M. Falkof a partagé son point de vue sur la décision du tribunal de commerce anglais du 23 octobre 2023 d’annuler l’intégralité des sentences arbitrales (la «Jugement« ). En vertu de l’article 68 de la loi sur l’arbitrage, la Cour a le pouvoir discrétionnaire d’annuler une sentence obtenue pour certains motifs lorsque (1) il y a eu une grave irrégularité et (2) cette grave irrégularité a causé une injustice substantielle. Dans cette affaire, le juge Robin Knowles a estimé que les éléments suivants étaient considérés comme des « irrégularités graves » au sens de l’article 68 de la loi sur l’arbitrage :

  • P&ID présenté et sciemment basé sur de fausses preuves: Les témoignages présentés par P&ID au tribunal prétendaient « expliquer comment le GSPA a vu le jour », mais dissimulaient le fait que l’entreprise avait obtenu le contrat en versant des paiements corrompus à un avocat nigérian chevronné travaillant pour le ministère des Ressources pétrolières.
  • Corruption continue d’un fonctionnaire pendant l’arbitrage: P&ID avait également soudoyé l’avocate principale pendant l’arbitrage et pendant qu’elle témoignait, pour s’assurer qu’elle garde le silence sur la corruption antérieure, tout au long du processus d’arbitrage.
  • Conservation inappropriée de documents juridiques privilégiés et confidentiels: P&ID a obtenu, conservé et utilisé à mauvais escient des documents juridiques privilégiés et confidentiels du Nigeria, et les a utilisés pour vérifier si sa corruption avait été découverte et pour suivre la stratégie du Nigeria tout au long de l’arbitrage.

La Cour a conclu que ces graves irrégularités constituaient une « injustice substantielle » envers le Nigeria et que les sentences avaient été obtenues par fraude et d’une manière contraire à l’ordre public en vertu de l’article 68 de la loi sur l’arbitrage. Les récompenses ont donc été annulées.

Points de réflexion du jugement

Interventionnisme arbitral

Mme Hu a souligné que le jugement du juge Knowles donne lieu à des points de réflexion clés pour la communauté de l’arbitrage. L’un des points concerne la question de savoir si les tribunaux arbitraux devraient adopter une approche plus directe et interventionniste, en particulier dans les cas où une partie ne dispose pas d’une représentation juridique adéquate et ne parvient pas à nommer des experts qualifiés.

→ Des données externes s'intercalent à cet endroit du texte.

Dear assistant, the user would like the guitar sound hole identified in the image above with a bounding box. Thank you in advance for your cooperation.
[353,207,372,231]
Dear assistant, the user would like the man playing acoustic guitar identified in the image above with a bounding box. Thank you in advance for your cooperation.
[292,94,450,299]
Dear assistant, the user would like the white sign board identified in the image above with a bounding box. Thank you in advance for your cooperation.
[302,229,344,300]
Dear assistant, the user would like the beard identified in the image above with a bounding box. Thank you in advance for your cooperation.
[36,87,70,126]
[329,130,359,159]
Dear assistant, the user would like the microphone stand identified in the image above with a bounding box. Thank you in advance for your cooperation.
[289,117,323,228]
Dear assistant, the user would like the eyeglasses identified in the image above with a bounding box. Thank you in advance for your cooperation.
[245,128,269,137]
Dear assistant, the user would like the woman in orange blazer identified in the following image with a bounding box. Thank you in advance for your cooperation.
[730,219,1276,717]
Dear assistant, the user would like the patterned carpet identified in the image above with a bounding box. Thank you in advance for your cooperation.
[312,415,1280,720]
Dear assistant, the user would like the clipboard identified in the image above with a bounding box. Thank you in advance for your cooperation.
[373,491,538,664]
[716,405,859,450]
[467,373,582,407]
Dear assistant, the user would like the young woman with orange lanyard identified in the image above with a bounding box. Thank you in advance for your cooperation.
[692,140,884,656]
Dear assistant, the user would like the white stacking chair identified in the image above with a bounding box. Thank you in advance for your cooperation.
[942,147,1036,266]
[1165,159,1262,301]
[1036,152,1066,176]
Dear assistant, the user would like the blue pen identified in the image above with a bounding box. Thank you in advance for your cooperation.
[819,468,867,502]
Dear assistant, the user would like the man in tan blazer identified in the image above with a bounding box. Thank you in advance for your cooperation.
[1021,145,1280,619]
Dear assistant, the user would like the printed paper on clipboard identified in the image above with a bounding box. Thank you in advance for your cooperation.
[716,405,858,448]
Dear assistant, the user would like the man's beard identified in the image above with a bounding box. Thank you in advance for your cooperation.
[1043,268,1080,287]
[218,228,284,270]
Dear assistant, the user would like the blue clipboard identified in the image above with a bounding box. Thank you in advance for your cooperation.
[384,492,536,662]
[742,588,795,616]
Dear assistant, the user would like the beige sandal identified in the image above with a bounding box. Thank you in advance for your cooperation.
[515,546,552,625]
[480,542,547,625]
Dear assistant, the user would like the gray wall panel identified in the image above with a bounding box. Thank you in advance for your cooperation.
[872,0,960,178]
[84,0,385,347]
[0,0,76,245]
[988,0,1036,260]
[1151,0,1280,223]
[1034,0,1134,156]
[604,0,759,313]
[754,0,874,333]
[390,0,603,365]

M. Cao a observé que les arbitres adoptent généralement une approche inquisitoriale dans les juridictions de droit civil. Tout en soutenant un rôle plus interventionniste des arbitres, M. Cao a souligné que dans le même temps, une considération clé pour les arbitres est de savoir si leur intervention peut entraîner des contestations de leur décision. En Chine continentale, les arbitres s’attaquent de manière plus proactive aux questions factuelles qu’aux questions juridiques. Par exemple, lorsqu’une partie ne parvient pas à présenter ses arguments ou réclamations juridiques avec précision, les arbitres hésitent à exercer leurs droits d’interprétation (« 释明权 ») pour éviter les contestations d’injustice.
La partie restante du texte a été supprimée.